Kesin hüküm otoritesini sarsmamak için dar kapsamlı ve istisnai bir yol olarak kabul edilip olağan değil olağanüstü kanun yolu kabul edilerek bu yola başvurulabilmelidir.
Aksi takdirde sıradanlaşır. Olağan yasa yolu halini alır ki bu da kanun koyucunun amacına ters düşer. Öyle olsaydı kanun koyucu olağan kanun yolu başlığında düzenler.
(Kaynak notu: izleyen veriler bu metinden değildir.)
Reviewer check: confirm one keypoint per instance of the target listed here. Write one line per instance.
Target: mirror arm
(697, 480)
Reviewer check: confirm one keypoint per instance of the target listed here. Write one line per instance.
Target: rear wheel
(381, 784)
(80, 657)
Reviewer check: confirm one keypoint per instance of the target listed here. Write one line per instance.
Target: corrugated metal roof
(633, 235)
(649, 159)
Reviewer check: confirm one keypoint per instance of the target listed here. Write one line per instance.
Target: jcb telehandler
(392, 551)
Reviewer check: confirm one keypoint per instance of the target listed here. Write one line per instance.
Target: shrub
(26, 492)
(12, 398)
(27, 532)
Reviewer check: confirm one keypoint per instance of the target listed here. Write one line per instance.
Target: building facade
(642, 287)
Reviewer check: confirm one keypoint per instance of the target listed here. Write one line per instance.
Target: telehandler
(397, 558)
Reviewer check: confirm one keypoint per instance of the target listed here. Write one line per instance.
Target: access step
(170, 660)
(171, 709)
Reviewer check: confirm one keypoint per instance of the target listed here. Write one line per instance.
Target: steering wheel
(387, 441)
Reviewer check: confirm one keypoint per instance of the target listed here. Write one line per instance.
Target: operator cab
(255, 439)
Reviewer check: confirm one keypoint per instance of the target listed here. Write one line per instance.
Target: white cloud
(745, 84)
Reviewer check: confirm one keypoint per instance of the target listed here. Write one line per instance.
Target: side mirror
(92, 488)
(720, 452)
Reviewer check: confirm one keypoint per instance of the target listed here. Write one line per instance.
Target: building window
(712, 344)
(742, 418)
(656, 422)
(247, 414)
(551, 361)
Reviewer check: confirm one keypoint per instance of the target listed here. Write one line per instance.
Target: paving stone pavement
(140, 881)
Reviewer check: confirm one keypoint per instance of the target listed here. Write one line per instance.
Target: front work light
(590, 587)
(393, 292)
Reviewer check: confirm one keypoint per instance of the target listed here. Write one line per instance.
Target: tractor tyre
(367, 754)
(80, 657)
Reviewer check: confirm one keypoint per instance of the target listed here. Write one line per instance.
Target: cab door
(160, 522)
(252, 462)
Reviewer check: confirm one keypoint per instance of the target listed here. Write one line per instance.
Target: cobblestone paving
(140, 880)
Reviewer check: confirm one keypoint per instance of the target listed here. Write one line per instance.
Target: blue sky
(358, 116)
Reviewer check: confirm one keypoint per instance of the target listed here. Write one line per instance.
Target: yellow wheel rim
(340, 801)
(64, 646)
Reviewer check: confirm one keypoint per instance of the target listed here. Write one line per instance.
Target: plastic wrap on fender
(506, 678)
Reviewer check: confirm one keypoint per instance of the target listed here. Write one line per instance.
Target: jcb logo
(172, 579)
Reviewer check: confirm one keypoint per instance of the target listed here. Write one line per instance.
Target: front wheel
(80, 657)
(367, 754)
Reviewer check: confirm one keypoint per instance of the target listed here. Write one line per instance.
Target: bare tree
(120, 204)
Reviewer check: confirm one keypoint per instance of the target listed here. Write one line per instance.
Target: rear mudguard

Olağanüstü kanun yolu adı altında düzenlenmezdi.
Yukarıda arz etmeye çalıştığımız görüşler çerçevesinde.
Belirtilen uygulama yanılgısının kanun yararına bozma yasa yoluyla incelenmesinin, toplum ve birey açısından hukuk yararına giderilmesi ve ülke sathında uygulama birliğine ulaşma amaçlarına erişme yönünde herhangi bir katkı sağlamayacağı; başka bir deyişle, anılan hukuka aykırılığın kanun yararına bozma yoluyla incelenmesinin topluma yani sanık haricinde hiç kimseyi bir yarar veya hukuk alemine herhangi bir yenilik getirmeyeceği anlaşıldığından Özel Daire tarafından bu hususla ilgili olarak kanun yararına bozma isteminin reddine karar verilmesinde bir isabetsizlik görülmediğinden Yargıtay Cumhuriyet Başsavcılığı itirazının reddine karar verilmesi düşüncesiyle yüksek çoğunluğun görüşüne iştirak etmemekteyiz.” görüşüyle,
Çoğunluk görüşüne katılmayan dört Ceza Genel Kurulu Üyesi de; itirazın reddine karar verilmesi gerektiği düşüncesiyle,
Karşı oy kullanmışlardır.
VI. KARAR
Açıklanan nedenlerle;
1- Yargıtay Cumhuriyet Başsavcılığı itirazının KABULÜNE,
2- Yargıtay 12. Ceza Dairesinin 04.10.2018 tarihli ve 4847-9200 sayılı kanun yararına bozma isteminin reddine ilişkin kararının KALDIRILMASINA,
3- Kanun yararına bozma konusunda bir karar verilmek üzere dosyanın Özel Daireye gönderilmek üzere Yargıtay Cumhuriyet Başsavcılığına TEVDİİNE, 21.06.2023 tarihinde yapılan müzakerede oy çokluğuyla karar verildi.